A resistor 3 Mega ohms and a capacitor of 350 mirco F are connected in series to a 50V power supply. Calculate the time constant.
Do I need to solve for an actual number? I'm confused
The time constant of an RC circuit is the time it takes the capacitor to charge or discharge 63.2% (= 1 - 1/e) of the way when the circuit is open or closed.
The time constant equals RC.
In your case, that is 1050 seconds or 17.5 minutes. You don't need to know the voltage.
Thanks so much..okay for part b it saysto find the current at a time when the charge on the capacitor has aquired 90% of its maximum value.
Do I use the same equation or time constant for this?
The charge on the capacitor after closing the circuit is
Q = C V [1 - e^(-t/RC)]
Note the appearance of the RC "time constant" in this equation.

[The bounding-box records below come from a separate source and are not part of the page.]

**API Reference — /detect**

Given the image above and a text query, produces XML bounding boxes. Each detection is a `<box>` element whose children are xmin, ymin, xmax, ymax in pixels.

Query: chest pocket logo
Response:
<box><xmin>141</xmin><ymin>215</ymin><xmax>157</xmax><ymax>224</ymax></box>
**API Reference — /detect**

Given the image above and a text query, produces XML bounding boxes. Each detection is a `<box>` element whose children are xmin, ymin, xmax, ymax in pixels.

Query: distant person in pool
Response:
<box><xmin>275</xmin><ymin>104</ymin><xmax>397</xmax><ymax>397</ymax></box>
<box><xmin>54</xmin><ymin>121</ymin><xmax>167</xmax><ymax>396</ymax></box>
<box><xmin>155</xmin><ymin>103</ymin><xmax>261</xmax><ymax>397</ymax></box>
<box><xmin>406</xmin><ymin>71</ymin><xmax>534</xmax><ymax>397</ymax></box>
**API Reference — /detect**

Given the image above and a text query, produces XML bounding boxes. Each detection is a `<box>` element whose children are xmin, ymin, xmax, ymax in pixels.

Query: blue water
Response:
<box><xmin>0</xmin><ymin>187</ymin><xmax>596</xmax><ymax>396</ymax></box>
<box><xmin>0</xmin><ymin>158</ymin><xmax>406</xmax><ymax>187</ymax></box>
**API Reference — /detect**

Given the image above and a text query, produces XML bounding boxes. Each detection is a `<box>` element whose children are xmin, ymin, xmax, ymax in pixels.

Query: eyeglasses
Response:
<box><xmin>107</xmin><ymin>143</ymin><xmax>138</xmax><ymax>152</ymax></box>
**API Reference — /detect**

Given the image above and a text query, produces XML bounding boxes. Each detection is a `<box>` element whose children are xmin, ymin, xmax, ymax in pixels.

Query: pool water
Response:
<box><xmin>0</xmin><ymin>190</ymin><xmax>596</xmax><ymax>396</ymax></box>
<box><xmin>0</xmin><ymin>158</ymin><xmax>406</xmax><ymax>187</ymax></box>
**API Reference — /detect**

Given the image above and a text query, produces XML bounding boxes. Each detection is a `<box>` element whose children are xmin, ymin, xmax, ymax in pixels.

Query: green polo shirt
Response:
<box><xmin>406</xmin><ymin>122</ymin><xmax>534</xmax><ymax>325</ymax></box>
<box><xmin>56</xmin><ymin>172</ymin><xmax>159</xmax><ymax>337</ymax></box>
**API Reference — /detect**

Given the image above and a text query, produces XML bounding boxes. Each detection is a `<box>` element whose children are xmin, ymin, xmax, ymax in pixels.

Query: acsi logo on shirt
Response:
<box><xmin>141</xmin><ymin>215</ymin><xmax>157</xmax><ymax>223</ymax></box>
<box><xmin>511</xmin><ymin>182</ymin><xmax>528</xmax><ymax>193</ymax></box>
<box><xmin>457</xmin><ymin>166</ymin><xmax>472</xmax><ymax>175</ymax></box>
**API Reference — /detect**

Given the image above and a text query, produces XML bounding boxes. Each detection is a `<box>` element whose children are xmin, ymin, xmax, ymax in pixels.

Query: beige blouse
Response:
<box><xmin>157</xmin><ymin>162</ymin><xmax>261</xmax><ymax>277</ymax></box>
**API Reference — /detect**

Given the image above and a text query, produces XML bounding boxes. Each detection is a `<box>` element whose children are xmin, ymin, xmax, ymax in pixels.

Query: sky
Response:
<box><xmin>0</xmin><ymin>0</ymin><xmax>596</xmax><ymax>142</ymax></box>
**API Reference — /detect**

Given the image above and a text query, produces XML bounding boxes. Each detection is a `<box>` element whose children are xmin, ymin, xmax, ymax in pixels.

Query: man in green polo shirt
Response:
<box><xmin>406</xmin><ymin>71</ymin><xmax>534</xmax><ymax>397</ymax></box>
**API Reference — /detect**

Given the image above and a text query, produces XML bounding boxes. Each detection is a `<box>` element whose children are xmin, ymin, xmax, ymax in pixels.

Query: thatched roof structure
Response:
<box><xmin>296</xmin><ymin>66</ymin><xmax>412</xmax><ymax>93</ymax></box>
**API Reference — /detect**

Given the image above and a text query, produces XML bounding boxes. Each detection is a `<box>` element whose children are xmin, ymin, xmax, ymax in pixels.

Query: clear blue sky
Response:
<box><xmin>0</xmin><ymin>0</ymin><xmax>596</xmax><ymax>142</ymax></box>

I showwed earlier that RC = 1050 seconds
The maximum value of the charge (which occurs when t approaches infinity)is
Qmax = CV
When Q = 0.90*CV,
[1 - e^(-t/RC)] = 0.9
e^(-t/RC) = 0.1
t/RC = 2.3026
t = 2418 seconds = 40.3 minutes
To calculate the time constant, you need to know the values of the resistor (R) and the capacitor (C) in the given circuit.
In this case, the resistor value is given as 3 Mega ohms (3 MΩ) and the capacitor value is given as 350 micro farads (350 µF).
The formula for the time constant (τ) in an RC circuit is:
τ = R * C
where:
τ = time constant
R = resistance in ohms
C = capacitance in farads
By substituting the given values into the formula, you can calculate the time constant as follows:
τ = (3 MΩ) * (350 µF)
Note that for consistent units, we need to convert 3 MΩ to ohms and 350 µF to farads before performing the multiplication.
Converting:
3 MΩ = 3 * 10^6 Ω
350 µF = 350 * 10^(-6) F
Now we can calculate:
τ = (3 * 10^6 Ω) * (350 * 10^(-6) F)
= (3 * 350) * (10^6 * 10^(-6)) Ω * F
= 1050 * 10^(6-6) Ω * F
= 1050 Ω * F
Therefore, the time constant (τ) in this series RC circuit is 1050 Ω * F.
Remember, the time constant is a quantity, not an actual time value. It represents the time it takes for the voltage across the capacitor to charge (or discharge) to approximately 63.2% of its total value, which is equal to 1 - 1/e (where e is the mathematical constant approximately equal to 2.71828).